- The paper demonstrates that standard MT metrics do not correlate strongly with extrinsic task success at the segment level.
- The study applies a Translate-Test setup across semantic parsing, question answering, and dialogue state tracking to robustly assess metric efficacy.
- The paper recommends transitioning from numerical scores to error-focused labeling and diverse training data to enhance MT evaluation.
Extrinsic Evaluation of Machine Translation Metrics
Introduction
The paper "Extrinsic Evaluation of Machine Translation Metrics" investigates the efficacy of automatic machine translation (MT) metrics in detecting the segment-level quality of translations. These metrics have traditionally been used to evaluate translation quality at the system level, but their ability to assess individual sentence translations remains ambiguous. This paper correlates MT metrics with outcomes from downstream tasks, including dialogue state tracking, question answering, and semantic parsing, to measure their utility in practical applications.
Methodology
The methodology involves the Translate-Test setup, where translations of test language sentences to the task language are evaluated for downstream tasks.

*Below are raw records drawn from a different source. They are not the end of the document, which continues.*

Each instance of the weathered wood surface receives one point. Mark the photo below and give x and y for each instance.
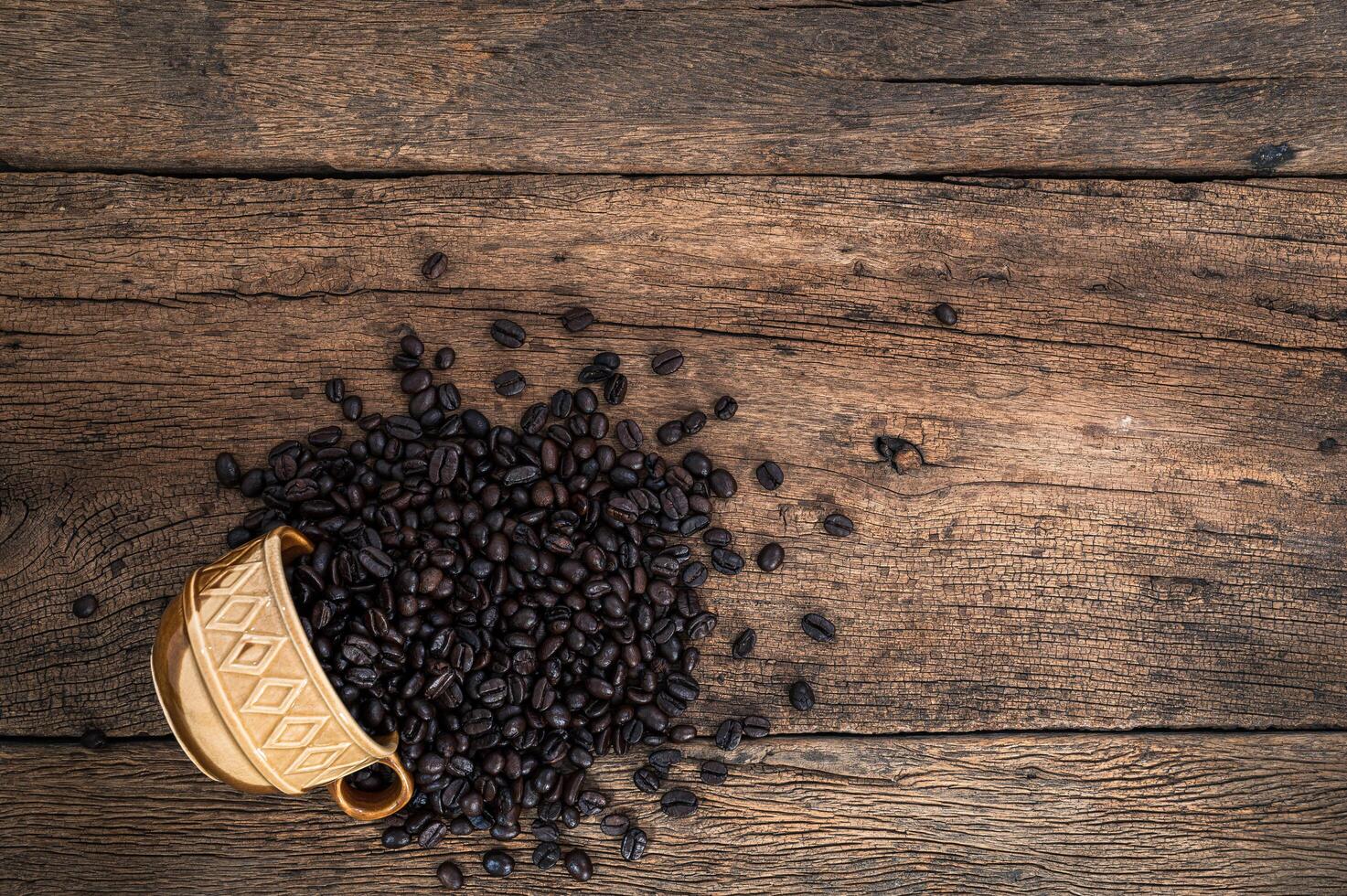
(1125, 517)
(1082, 87)
(1027, 814)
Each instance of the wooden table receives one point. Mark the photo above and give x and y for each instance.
(1094, 643)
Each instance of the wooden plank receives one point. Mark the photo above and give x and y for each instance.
(1125, 517)
(1084, 87)
(1027, 814)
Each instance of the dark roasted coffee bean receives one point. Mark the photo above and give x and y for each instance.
(93, 739)
(679, 804)
(434, 266)
(729, 733)
(667, 361)
(838, 525)
(669, 432)
(802, 696)
(450, 876)
(578, 318)
(818, 627)
(768, 475)
(634, 844)
(497, 862)
(771, 557)
(615, 389)
(227, 469)
(615, 824)
(629, 434)
(508, 333)
(743, 645)
(578, 865)
(509, 383)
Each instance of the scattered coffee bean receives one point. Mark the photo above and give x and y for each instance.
(667, 361)
(578, 318)
(802, 696)
(838, 525)
(615, 824)
(634, 844)
(729, 733)
(743, 645)
(509, 383)
(578, 865)
(93, 739)
(227, 469)
(434, 266)
(769, 475)
(818, 627)
(771, 557)
(450, 876)
(508, 333)
(497, 862)
(679, 804)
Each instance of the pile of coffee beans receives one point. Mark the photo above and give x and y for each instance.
(513, 600)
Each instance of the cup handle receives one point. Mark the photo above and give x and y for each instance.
(370, 806)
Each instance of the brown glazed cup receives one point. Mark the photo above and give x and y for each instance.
(244, 693)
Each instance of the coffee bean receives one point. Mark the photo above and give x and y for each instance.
(615, 824)
(634, 844)
(434, 266)
(756, 727)
(771, 557)
(769, 475)
(679, 804)
(667, 361)
(497, 862)
(729, 733)
(93, 739)
(508, 333)
(802, 696)
(227, 469)
(578, 318)
(838, 525)
(578, 865)
(450, 876)
(509, 383)
(818, 627)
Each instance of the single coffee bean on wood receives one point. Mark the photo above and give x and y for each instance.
(578, 318)
(667, 361)
(818, 627)
(508, 333)
(802, 696)
(769, 475)
(434, 266)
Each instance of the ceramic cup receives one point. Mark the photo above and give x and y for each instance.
(244, 693)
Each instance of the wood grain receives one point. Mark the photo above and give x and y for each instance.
(1028, 814)
(1127, 517)
(1082, 87)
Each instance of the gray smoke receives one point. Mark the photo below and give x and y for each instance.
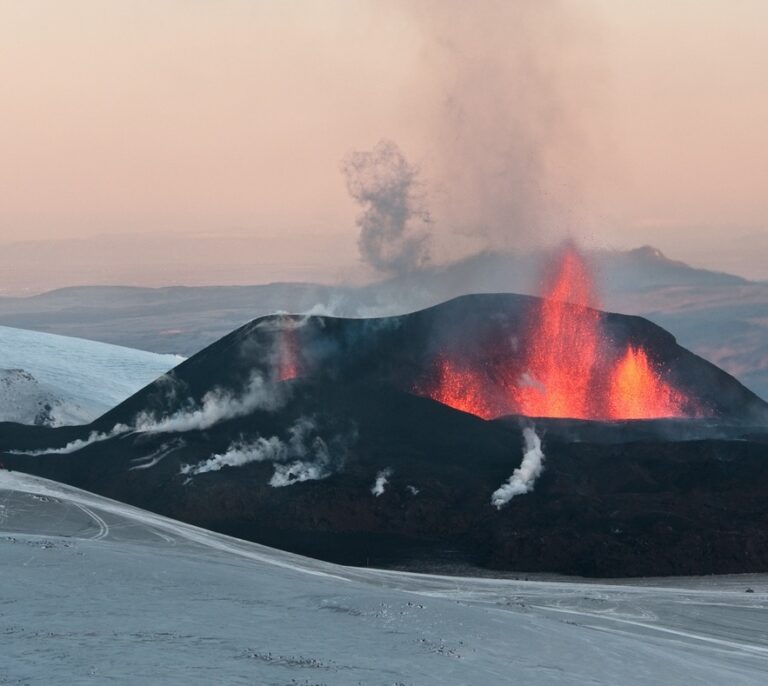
(524, 477)
(513, 94)
(394, 226)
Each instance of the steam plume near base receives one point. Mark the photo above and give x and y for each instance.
(524, 477)
(382, 479)
(304, 456)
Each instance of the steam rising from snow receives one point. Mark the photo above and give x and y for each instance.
(80, 443)
(305, 456)
(394, 226)
(524, 477)
(382, 479)
(218, 405)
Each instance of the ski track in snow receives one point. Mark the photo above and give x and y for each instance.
(210, 598)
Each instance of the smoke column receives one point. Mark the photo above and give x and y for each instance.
(394, 226)
(524, 477)
(514, 117)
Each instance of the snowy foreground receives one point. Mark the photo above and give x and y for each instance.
(55, 380)
(94, 591)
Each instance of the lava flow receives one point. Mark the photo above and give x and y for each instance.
(568, 366)
(287, 363)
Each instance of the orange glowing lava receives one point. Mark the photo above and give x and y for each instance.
(638, 392)
(288, 354)
(461, 388)
(564, 348)
(568, 367)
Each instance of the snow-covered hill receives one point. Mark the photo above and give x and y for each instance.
(55, 380)
(113, 594)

Figure 1: The meta-evaluation pipeline. The predictions for the extrinsic task in the test language (Chinese, ZH) are obtained using the Translate-Test setup --- the test language is translated into the task language (English, EN) before passing to the task-specific model.
Tasks Evaluated
- Semantic Parsing (SP): Uses logical forms to transform natural language into machine-readable formats, evaluated using exact-match denotation accuracy.
- Extractive Question Answering (QA): Predicts word spans from a paragraph to answer questions, with performance measured by Exact-Match metrics.
- Dialogue State Tracking (DST): Maps user intents in conversations to predefined slots, tested with Joint Goal Accuracy.
After translations are processed by task-specific models, MT metrics assess whether translations contribute to downstream task success or failure.
Results
The paper finds minimal correlation between MT metrics scores and success in extrinsic tasks, indicating that current metrics are not reliable at the segment level.
Case Study
A focused analysis on the semantic parsing task with Chinese inputs illustrates the limitations of MT metrics, using COMET-DA scores to categorize correct versus incorrect parses.
Figure 2: Graph of predictions by COMET-DA (threshold: -0.028), categorized by the metric scores in ten intervals. Task: Semantic Parsing with English parser and test language is Chinese.
Analysis and Recommendations
The paper proposes recommendations for improving MT metrics:
- MQM for Human Evaluation: Suggests leveraging Multidimensional Quality Metrics for marking explicit translation errors to refine metric accuracy.
- Labels vs Scores: Advocates for segment-level evaluation metrics that predict error types rather than relying on ambiguous numerical scores.
- Diverse Training Data: Recommends including varied references during training to improve the robustness of metrics against paraphrases.
Conclusion
The paper provides insight into the limitations of current MT metrics in assessing translation quality at the segment level. Recommendations focus on enhancing MT evaluation by transitioning from score-based assessments to error-focused labeling. Future developments should address the diverse error sensitivities of extrinsic tasks to improve MT systems' efficacy in real-world applications.
Figure 3: Examples of errors made by COMET-DA.
The findings emphasize a need for more sophisticated approaches to evaluate MT translations, intending to bridge the gap between intrinsic metric performance and extrinsic task success.